Sleeping with a blanket also raises the risk of entrapment and strangulation. For all of these reasons, the AAP and other experts say a baby shouldn't sleep with a blanket in their crib.

An important thing to note: these recommendations don’t apply to swaddling. Many experts recommend swaddling because it soothes babies and promotes better sleep. Just make sure you don’t swaddle your infant too tight, since they still need to kick and squirm, says Steven A. Shapiro, D.O., chair of the Pediatrics Department at Abington–Jefferson Health.

baby sleeping in pink swaddle

When Can My Baby Sleep With a Blanket?

You can use a receiving blanket to swaddle your baby right away. But because of the risk of SIDS, you shouldn't use any soft objects or loose bedding in the crib until after their first birthday.

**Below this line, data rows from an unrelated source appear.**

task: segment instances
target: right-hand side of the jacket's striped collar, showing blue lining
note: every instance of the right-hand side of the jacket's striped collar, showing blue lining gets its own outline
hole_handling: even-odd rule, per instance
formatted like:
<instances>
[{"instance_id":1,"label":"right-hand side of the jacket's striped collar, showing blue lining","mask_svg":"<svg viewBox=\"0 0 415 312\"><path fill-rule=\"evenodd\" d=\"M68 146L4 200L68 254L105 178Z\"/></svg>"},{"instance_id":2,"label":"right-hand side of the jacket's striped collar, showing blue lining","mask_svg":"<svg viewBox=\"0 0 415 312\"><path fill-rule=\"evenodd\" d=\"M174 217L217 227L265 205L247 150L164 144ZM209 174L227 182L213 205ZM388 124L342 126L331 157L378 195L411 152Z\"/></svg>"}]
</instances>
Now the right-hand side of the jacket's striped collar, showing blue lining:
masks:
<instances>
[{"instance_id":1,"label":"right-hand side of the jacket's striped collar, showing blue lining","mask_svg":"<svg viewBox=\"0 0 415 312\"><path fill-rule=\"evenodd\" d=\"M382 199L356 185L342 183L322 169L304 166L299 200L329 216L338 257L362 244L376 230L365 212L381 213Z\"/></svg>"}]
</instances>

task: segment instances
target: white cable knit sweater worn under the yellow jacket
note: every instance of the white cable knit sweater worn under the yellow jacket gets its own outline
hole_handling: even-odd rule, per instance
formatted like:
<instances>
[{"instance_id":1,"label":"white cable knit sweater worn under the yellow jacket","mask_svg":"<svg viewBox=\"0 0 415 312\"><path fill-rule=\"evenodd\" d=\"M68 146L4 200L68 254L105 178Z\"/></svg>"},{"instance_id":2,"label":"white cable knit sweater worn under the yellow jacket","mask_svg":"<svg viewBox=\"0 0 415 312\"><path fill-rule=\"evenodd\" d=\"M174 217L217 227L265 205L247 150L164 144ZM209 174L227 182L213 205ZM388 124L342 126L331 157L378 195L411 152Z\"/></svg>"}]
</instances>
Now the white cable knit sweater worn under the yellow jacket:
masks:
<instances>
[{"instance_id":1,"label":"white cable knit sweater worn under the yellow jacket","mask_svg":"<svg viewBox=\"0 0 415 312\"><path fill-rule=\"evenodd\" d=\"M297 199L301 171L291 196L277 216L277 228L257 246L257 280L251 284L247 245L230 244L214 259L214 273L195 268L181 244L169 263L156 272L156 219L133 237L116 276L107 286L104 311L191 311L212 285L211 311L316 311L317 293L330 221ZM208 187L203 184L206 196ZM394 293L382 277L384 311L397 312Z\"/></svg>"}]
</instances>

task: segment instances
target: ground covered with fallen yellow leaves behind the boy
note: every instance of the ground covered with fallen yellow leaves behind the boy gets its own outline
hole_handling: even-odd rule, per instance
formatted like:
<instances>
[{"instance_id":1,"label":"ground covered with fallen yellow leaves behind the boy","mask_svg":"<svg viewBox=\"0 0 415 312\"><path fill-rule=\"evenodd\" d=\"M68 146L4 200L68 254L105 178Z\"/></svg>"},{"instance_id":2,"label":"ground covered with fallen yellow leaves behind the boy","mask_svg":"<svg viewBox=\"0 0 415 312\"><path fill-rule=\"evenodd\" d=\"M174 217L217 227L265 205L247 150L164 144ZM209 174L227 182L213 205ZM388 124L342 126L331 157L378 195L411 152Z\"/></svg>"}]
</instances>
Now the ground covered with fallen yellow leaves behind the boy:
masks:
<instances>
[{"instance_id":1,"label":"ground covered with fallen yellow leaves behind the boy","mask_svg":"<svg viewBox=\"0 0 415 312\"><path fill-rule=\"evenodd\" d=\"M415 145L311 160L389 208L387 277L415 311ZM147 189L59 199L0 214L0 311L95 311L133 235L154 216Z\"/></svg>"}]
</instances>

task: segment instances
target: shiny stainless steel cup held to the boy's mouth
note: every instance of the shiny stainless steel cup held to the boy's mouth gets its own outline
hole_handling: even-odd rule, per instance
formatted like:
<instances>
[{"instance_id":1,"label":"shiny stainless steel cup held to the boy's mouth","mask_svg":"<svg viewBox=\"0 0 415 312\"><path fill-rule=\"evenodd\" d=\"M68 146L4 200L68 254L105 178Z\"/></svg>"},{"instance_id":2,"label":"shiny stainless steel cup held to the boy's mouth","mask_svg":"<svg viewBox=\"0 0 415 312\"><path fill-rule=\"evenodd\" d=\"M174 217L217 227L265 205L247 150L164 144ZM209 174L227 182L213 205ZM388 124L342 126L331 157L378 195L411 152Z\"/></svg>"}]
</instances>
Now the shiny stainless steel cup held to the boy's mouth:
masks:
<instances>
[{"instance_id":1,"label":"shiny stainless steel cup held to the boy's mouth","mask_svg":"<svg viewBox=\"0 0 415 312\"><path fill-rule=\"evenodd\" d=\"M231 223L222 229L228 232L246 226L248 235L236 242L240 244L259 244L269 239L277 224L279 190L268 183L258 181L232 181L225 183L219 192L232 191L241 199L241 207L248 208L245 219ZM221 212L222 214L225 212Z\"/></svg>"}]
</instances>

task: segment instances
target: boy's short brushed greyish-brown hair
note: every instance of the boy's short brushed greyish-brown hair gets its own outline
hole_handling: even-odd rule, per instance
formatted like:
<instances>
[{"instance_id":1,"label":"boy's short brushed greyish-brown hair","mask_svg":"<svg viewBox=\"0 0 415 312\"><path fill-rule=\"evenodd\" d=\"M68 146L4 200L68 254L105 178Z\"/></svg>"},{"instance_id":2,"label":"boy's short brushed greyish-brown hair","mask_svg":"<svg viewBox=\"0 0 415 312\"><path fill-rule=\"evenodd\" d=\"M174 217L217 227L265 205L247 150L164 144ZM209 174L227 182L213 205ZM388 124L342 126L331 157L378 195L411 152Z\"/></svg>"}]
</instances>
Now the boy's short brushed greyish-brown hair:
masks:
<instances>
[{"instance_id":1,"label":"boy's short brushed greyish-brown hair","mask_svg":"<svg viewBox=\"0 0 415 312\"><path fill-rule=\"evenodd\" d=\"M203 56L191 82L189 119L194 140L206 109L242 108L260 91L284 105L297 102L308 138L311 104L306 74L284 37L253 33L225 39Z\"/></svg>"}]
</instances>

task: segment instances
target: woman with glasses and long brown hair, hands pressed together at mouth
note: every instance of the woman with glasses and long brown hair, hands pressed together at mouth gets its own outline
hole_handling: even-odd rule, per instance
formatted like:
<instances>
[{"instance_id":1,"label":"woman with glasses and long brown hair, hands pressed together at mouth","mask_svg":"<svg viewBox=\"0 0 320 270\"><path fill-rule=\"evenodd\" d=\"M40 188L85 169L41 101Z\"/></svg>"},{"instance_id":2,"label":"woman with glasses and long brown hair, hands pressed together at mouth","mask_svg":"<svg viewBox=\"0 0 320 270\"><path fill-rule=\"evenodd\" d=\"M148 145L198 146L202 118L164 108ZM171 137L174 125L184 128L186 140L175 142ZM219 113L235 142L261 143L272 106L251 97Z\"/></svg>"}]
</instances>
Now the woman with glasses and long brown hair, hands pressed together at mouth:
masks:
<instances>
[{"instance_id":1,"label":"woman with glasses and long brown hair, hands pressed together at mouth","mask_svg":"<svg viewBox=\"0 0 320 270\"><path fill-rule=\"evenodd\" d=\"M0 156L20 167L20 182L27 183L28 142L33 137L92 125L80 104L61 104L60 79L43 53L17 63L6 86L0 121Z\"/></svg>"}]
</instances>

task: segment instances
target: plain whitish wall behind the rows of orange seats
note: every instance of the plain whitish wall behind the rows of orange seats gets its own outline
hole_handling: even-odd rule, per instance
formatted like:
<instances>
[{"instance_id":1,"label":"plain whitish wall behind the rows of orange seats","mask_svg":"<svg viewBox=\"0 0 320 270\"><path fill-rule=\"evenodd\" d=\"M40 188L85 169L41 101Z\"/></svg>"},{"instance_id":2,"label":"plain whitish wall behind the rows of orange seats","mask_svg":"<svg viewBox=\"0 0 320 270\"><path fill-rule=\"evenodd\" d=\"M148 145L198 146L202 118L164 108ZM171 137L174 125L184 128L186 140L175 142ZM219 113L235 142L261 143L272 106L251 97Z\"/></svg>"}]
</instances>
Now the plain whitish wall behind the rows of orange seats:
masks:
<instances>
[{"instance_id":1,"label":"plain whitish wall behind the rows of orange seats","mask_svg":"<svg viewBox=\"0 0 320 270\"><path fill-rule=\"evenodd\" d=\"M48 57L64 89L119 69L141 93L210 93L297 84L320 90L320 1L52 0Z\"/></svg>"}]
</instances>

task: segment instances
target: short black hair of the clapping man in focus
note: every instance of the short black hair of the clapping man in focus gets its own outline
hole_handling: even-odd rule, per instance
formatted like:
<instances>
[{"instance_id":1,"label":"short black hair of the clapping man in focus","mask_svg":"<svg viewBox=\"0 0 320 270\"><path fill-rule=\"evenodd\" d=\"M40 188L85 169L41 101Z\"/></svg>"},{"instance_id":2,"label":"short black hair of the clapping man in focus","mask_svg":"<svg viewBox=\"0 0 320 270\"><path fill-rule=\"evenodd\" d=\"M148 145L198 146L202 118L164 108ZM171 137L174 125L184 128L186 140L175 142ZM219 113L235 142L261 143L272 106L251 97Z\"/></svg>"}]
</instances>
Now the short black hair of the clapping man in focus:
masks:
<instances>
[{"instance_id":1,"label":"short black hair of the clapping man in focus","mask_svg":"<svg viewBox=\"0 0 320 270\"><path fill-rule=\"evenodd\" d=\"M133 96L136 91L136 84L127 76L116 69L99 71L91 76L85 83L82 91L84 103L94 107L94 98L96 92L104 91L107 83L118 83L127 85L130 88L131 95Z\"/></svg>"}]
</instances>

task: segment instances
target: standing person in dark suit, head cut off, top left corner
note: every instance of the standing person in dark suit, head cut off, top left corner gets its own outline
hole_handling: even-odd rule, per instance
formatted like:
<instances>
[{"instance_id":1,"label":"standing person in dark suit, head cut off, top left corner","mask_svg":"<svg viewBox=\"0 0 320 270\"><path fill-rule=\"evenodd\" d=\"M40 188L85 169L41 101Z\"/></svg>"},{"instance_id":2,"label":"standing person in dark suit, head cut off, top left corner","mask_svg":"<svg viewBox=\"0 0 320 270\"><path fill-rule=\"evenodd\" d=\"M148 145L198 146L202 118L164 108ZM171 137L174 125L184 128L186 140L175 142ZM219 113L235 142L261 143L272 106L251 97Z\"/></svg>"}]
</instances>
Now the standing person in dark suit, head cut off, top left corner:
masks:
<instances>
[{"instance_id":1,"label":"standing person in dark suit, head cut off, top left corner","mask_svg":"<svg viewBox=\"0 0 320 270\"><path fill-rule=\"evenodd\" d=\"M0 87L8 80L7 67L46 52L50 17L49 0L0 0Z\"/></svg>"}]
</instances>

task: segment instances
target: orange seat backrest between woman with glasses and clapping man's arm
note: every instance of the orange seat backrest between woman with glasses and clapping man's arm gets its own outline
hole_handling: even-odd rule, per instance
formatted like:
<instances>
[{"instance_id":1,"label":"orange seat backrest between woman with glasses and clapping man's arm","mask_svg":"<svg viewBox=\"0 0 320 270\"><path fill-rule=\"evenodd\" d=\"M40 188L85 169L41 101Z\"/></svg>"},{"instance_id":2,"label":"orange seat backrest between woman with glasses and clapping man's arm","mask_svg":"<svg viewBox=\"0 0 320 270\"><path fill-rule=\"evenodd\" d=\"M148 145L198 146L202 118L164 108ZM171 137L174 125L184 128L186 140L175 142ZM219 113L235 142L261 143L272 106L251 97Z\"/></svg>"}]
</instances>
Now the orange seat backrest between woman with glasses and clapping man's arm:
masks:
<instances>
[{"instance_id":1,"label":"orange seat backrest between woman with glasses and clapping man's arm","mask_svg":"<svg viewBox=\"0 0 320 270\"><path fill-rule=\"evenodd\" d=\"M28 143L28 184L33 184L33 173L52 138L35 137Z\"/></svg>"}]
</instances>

Indeed, the AAP recommends waiting until your baby is at least 1 year old before letting them sleep with a blanket. "Research has not shown us when it’s 100% safe to have these objects in the crib; however, most experts agree that these objects pose little risk to healthy babies after 12 months of age," says the organization.

Note that some experts suggest waiting until your baby turns 18 months old before introducing a blanket, especially if they were born prematurely. Always talk to your child's health care provider for more information about when babies can sleep with a blanket

Age for Sleeping With a Blanket

Babies can start sleeping with blankets when they're at least 1 year old, according to guidance from the AAP.

Once your baby is older than 1 year, their motor skills are sharp enough that they can roll over and push objects away from their face if they're having trouble breathing. Coincidentally, a year is about the time that many babies start getting super-attached to certain “blankies,” which may help them cope with separation anxiety from saying good-bye or goodnight to you.

When introducing a blanket, start with lightweight, breathable options that aren't heavy or bulky; thicker comforters and quilts can come when they're older. And remember that this guidance applies for bedtime and naptime.

Keeping Your Baby Warm Without a Blanket

Are you worried that your little one will be chilly without a blanket? Here are some tips for keeping them warm:

  • Dress your baby in layers, but be careful not to over-bundle them, since this can also increase the risk of SIDS. The general rule is dressing your baby in one more layer than you'd wear in the same situation.
  • Rely on swaddles or sleep sacks during cold nights. These wearable items won’t cover your little one’s face and risk suffocation. You should stop swaddling when your baby shows signs of trying to roll over.
  • Make sure the nursery is set to the appropriate temperature (68 to 72 degrees F).

Also remember to take steps to prevent SIDS. Your baby should be placed to sleep on their back with nothing in the crib except a fitted sheet. The sleep surface should be firm and flat. Sleep in the same room as your baby for the first several months, but don't share a bed; co-sleeping can also increase the risk for SIDS.